The latest oil market report from the International Energy Agency (IEA) shows supply stocks are lowering, but compliance with output agreements is a concern.
The compliance rate with OPEC’s output cut fell again in July to a new low of 75% from June’s revised figure of 77%. For non-OPEC countries, the compliance rate in July was 67%.
“Together, the twenty-two countries are producing about [470,000 barrels per day] in excess of their commitment,” says the report.
On the demand side, growth is better than expected, but global demand was revised downward because “changes to historical data” suggest demand was previously overstated.
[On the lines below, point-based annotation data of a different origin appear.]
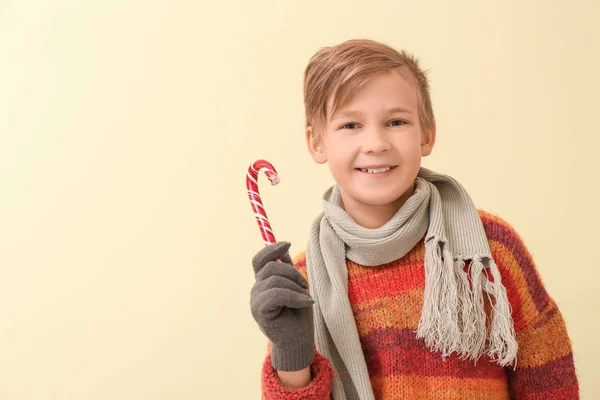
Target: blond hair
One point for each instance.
(341, 70)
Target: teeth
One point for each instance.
(375, 171)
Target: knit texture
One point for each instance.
(386, 303)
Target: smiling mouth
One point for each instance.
(376, 170)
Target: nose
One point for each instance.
(376, 140)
“New estimates show weaker demand in many emerging countries, including China,” says senior economist Mathieu D’Anjou in a Desjardins note. “The revised outlook now suggests a near-equilibrium market in 2018. In this context, global crude inventories could remain high, limiting upside pressure on prices.”
D’Anjou says the IEA outlook assumes U.S. crude oil production will continue to rise, but the number of oil rigs has stabilized after WTI dropped to less than US$45 per barrel in the spring.
In light of the downward revision for global demand and the U.S. dollar’s expected appreciation, Desjardins has slightly lowered its year-end targets to US$52 and US$55 per barrel for 2017 and 2018, respectively. “However, U.S. production will need to be watched closely,” says D’Anjou.